Mill Park
- Location: Bathgate, Scotland
- Coordinates: 55°54′15″N 3°38′46″W﻿ / ﻿55.9043°N 3.6462°W
- Record attendance: 8,000
- Surface: Grass
- Opened: 1902

Tenants
- Bathgate F.C. (1902–1938)

= Mill Park, Bathgate =

Football ground in Bathgate, Scotland

Mill Park was a football ground in Bathgate, Scotland. It was the home ground of Bathgate Football Club from 1902 until they folded in 1938.

==History==
Bathgate Football Club moved to Mill Park in 1902. The ground was initially an enclosed field with embankments on either side of the pitch, but a grandstand was later erected.

In 1921 Bathgate were elected into Division Two of the Scottish Football League, and the first SFL match was played at Mill Park on 27 August 1921, a 0–0 draw with local rivals Armadale in front of 4,000 spectators. The club's highest recorded league attendance occurred later in the season when 5,000 watched a 0–0 draw with Alloa Athletic on 2 January 1922. Just over a month later the ground's probable record attendance was set when 8,000 attended a 1–0 win against Falkirk in the second round of the Scottish Cup on 11 February 1922.

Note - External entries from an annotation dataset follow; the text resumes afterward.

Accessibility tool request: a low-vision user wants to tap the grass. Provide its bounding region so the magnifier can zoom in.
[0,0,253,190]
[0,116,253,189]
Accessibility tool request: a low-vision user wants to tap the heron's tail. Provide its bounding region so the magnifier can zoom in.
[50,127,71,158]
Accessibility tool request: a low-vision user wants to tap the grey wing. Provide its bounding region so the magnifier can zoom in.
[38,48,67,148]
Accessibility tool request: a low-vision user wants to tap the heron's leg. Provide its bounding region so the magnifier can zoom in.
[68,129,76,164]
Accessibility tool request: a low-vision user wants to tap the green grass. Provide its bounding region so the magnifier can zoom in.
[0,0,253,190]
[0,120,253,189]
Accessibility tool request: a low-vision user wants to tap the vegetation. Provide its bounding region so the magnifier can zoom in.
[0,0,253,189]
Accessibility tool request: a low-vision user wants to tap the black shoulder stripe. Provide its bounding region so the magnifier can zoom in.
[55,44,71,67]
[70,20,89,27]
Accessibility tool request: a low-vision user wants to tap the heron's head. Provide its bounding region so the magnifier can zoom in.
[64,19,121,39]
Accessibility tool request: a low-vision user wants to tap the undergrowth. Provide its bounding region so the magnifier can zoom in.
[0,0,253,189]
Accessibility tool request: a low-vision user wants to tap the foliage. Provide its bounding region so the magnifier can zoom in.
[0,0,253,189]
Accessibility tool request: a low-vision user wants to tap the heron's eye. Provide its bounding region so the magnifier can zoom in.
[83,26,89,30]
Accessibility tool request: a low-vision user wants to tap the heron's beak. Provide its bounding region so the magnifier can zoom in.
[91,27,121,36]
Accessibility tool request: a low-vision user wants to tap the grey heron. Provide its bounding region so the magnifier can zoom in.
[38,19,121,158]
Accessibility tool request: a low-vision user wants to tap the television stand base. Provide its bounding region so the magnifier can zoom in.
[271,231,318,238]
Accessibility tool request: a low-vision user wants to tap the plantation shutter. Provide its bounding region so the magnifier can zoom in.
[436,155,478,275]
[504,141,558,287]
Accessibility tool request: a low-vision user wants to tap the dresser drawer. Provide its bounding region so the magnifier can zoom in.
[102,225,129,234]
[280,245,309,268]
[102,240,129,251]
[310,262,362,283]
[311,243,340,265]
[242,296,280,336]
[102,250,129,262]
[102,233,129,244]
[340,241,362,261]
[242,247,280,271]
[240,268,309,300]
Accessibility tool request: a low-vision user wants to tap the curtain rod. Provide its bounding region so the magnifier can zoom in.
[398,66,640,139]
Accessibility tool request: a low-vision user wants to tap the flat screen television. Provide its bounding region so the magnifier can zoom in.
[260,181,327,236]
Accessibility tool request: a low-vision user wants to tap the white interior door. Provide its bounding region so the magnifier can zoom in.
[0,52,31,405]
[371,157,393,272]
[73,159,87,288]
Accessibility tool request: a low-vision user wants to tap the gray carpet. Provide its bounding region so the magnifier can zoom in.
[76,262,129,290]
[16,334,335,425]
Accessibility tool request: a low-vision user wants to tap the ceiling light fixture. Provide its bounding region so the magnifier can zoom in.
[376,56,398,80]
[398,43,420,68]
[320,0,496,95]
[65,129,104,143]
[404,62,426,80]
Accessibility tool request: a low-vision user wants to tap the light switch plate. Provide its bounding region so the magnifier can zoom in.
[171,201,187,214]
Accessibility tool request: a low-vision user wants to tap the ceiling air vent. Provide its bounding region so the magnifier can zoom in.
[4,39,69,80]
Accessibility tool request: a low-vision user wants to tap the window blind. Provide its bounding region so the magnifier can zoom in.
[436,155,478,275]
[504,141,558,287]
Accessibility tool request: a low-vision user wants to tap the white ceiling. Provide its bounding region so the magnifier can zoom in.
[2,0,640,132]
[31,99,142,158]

The record league attendance was equalled the following season when a crowd of 5,000 watched a 4–2 win over Armadale on 1 January 1923. The overall record of 8,000 was equalled for a Scottish Cup third round match against Airdrieonians on 20 February 1926, with the visitors winning 5–2.

Midway through the 1928–29 season the club resigned from the SFL; their last home match was a 3–1 defeat by King's Park on 16 February 1929; the attendance of 200 was the club's lowest recorded attendance during their time in the SFL. The club was dissolved in 1938 and the site was subsequently used for housing.